Шрифт:
Действительно, поднявшись и отряхнувшись, дама произнесла все тем же устрашающим Севу басом:
— В восемнадцать ноль-ноль мы взлетим из С., в пятнадцать ноль-ноль — приземлимся. Оставшиеся деньги и разницу во времени вы возьмете себе. Дело налажено в вашу пользу. Если оно сорвется — я окажусь на улице. Взгляните на мой нос — куда мне деваться?
О, это была хитрая бестия.
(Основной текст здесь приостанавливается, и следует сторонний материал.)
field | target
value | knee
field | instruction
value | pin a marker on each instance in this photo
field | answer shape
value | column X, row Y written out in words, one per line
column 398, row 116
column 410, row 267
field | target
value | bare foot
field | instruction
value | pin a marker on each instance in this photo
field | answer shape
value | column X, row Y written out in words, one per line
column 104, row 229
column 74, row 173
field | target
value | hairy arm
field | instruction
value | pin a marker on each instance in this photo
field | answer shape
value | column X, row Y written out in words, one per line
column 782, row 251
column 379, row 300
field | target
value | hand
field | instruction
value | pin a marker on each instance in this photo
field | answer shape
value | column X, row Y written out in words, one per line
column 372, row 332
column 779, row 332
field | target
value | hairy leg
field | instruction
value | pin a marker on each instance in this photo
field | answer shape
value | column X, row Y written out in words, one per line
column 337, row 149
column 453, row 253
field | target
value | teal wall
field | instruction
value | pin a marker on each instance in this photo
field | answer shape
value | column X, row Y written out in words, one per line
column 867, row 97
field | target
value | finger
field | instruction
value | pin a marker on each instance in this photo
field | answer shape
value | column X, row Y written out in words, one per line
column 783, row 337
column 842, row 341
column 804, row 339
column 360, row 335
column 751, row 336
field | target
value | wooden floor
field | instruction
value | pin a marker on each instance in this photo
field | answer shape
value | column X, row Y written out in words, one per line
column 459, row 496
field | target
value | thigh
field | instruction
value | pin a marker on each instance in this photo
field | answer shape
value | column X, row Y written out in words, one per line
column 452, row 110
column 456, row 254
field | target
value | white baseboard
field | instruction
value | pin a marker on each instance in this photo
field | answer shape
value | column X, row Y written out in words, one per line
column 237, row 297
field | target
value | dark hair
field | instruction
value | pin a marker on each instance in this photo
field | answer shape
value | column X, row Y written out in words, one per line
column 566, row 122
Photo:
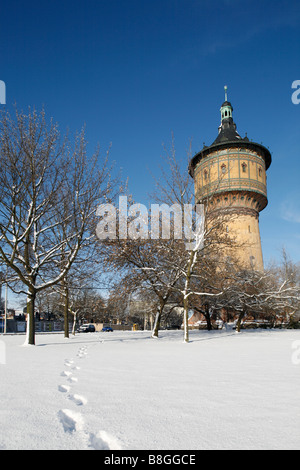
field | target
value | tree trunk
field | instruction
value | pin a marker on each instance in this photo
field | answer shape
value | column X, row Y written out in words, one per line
column 74, row 323
column 186, row 319
column 239, row 322
column 157, row 320
column 207, row 317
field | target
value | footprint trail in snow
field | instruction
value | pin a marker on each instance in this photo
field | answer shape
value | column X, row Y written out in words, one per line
column 73, row 421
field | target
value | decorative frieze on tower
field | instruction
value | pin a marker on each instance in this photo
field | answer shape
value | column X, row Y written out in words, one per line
column 230, row 177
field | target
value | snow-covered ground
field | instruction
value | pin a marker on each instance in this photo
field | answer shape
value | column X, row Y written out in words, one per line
column 124, row 390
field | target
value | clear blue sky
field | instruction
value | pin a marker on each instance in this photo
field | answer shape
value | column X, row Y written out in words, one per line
column 135, row 71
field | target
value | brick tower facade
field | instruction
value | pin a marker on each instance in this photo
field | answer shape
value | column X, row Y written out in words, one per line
column 230, row 177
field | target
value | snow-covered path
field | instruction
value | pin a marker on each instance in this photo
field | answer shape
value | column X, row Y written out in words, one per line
column 125, row 390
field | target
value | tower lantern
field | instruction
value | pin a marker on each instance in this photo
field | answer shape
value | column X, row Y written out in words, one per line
column 230, row 177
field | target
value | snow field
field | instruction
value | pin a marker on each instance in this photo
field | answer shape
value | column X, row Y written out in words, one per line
column 125, row 390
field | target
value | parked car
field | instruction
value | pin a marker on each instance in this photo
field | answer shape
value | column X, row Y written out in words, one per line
column 107, row 328
column 87, row 328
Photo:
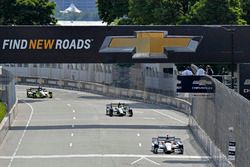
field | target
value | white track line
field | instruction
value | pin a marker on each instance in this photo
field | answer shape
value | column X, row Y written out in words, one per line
column 153, row 162
column 149, row 118
column 21, row 139
column 171, row 117
column 106, row 156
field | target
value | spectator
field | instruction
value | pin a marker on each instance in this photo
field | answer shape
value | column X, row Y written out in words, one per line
column 187, row 72
column 200, row 71
column 209, row 70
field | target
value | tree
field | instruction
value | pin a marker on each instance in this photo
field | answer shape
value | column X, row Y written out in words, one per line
column 109, row 10
column 215, row 12
column 246, row 10
column 27, row 12
column 35, row 12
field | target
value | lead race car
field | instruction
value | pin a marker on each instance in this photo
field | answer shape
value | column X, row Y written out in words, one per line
column 38, row 93
column 119, row 109
column 166, row 144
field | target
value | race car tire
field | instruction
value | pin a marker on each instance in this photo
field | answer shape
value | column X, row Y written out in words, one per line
column 50, row 95
column 110, row 113
column 130, row 113
column 34, row 95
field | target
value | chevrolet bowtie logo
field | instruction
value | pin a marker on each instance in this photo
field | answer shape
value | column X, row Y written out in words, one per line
column 150, row 44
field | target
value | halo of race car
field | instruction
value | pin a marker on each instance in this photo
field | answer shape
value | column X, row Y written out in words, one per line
column 38, row 92
column 167, row 145
column 118, row 109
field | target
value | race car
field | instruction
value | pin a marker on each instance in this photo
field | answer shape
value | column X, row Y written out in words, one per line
column 166, row 144
column 38, row 93
column 118, row 109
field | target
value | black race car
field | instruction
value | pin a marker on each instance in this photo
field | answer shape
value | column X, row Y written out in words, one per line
column 166, row 144
column 119, row 109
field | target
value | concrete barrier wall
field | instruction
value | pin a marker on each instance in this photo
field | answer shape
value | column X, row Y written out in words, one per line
column 7, row 121
column 215, row 116
column 201, row 112
column 176, row 103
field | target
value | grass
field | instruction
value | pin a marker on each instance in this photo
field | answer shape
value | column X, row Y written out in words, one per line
column 2, row 110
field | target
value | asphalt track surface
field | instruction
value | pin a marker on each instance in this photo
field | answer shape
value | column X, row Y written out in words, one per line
column 72, row 130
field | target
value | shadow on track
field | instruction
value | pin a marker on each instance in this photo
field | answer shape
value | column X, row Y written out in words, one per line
column 206, row 161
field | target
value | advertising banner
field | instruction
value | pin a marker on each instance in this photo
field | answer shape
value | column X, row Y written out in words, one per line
column 123, row 44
Там, откуда она прибыла, ее очень ценили и всегда посылали туда, где что-то вот-вот грозило сорваться. Из всех ее слов, по отдельности безусловно понятых, но не сшитых одним смыслом, Сева понял только последнее. Не переставая прыгать, кричать и трясти рукой, он попутно принялся соображать, как бы избежать теперь объяснения с Доброхотовой, слышавшей, конечно, весь разговор с ним дамы, но не вообразившей себе из шкафа всей отвратительной длины ее носа, то есть размышлял он сейчас только о том, как бы, к примеру, отделить руку от основного тела, оставить ее в зубах Доброхотовой, а самому скрыться в сторону. Но в это время в шкафу раздался вой и грохот, по сравнению с которым звуки, под которые он каждое воскресенье с утра появлялся из картонной бутылки в виде восточного джинна, показались ему сейчас кротким полетом мотылька: это, выплюнув наконец его руку, бледная, с огромными глазами, с волосами, стоящими как на ветру, выпрыгнула из шкафа Доброхотова.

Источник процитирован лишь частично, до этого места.